Os funcionários da empresa iniciaram uma greve por tempo indeterminado na quarta-feira da semana passada. A empresa calcula que um terço dos 110 mil funcionários aderiram ao movimento (os sindicatos falam em 70%).
O mutirão foi organizado para reduzir o atraso das correspondências. Os Correios entregam diariamente cerca de 35 milhões de objetos e a estimativa, até a sexta-feira da semana passada, era que 40% estava atrasada (42 milhões no acumulado dos três primeiros dias de greve).
O mutirão foi organizado com funcionários administrativos e do operacional da empresa (que envolve os carteiros). Além das entregas, foi feita a triagem de 20 milhões de cartas e encomendas.
Além dos atrasos, os Correios suspenderam na quarta-feira os serviços de entrega com hora programa: Sedex 10, Sedex Hoje e Disque-Coleta.
Assembleia
Os funcionários dos Correios se reuniram na tarde de ontem em todo o país e decidiram pela continuidade da greve. Os Correios afirmam que realizaram duas propostas antes da paralisação e que agora só retornam à mesa de negociação com a volta dos funcionários ao trabalho, o que é descartado pelos sindicatos.

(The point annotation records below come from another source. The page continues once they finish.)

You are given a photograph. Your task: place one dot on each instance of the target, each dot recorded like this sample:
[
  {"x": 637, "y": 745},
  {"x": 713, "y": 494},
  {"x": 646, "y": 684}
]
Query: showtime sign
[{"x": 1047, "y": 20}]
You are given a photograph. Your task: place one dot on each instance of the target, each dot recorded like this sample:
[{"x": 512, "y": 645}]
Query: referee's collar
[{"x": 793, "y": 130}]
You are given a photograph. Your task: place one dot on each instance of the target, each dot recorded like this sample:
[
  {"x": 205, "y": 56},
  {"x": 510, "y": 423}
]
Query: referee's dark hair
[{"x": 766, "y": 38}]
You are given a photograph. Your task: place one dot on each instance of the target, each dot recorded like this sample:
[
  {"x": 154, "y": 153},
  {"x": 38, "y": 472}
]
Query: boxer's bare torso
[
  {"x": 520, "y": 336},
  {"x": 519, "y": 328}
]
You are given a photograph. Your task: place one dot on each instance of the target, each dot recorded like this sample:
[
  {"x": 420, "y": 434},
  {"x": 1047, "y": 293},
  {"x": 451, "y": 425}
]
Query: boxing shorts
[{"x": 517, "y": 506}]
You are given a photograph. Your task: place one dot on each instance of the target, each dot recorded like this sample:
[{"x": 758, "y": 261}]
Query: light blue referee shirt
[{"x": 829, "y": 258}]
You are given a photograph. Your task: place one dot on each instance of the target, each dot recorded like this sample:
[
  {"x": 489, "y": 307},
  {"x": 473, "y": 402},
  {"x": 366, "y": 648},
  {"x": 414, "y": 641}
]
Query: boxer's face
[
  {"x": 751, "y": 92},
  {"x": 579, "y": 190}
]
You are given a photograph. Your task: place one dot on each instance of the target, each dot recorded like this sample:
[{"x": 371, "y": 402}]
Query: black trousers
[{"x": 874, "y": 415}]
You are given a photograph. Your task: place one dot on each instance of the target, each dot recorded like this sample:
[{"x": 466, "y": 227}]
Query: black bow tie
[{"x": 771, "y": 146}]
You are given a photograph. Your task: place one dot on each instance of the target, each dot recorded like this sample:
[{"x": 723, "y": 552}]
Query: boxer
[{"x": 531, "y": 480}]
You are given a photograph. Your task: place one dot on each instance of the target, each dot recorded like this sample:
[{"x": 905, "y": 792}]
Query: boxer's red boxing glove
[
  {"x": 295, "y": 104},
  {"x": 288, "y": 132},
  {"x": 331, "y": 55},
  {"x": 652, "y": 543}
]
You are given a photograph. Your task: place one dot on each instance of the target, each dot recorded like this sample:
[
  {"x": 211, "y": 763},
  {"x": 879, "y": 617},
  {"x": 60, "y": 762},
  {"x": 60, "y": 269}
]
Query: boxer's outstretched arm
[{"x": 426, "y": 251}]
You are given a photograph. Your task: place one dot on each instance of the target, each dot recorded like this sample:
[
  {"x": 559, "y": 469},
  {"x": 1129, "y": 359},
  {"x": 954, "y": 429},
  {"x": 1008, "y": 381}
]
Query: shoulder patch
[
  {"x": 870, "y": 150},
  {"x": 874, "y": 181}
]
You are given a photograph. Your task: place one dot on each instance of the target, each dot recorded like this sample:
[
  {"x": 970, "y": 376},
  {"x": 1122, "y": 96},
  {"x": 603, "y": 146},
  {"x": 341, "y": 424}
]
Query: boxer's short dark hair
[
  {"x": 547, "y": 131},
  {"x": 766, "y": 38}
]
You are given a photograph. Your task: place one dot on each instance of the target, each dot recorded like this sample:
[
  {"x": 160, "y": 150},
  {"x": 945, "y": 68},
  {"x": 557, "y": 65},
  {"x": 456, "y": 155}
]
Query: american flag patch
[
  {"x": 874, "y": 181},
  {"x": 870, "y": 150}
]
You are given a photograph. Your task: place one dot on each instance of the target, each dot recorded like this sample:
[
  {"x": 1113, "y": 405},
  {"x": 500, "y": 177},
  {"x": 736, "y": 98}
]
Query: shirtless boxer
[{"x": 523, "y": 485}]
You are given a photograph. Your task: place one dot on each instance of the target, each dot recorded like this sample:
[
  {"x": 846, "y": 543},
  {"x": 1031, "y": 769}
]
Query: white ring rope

Os trabalhadores reivindicam aumento salarial de R$ 400 a partir de janeiro para todos, independentemente do salário, reposição da inflação calculada em 7,16% e mais 24,76% referentes a perdas acumuladas desde 1994.
De acordo com a Fentect (Federação Nacional dos Trabalhadores em Empresas de Correios e Telégrafos e Similares), a proposta salarial apresentada pelo governo federal inclui reajuste de 6,87% para repor a inflação do período, ganho real de R$ 50 linear a partir de janeiro e abono de R$ 800.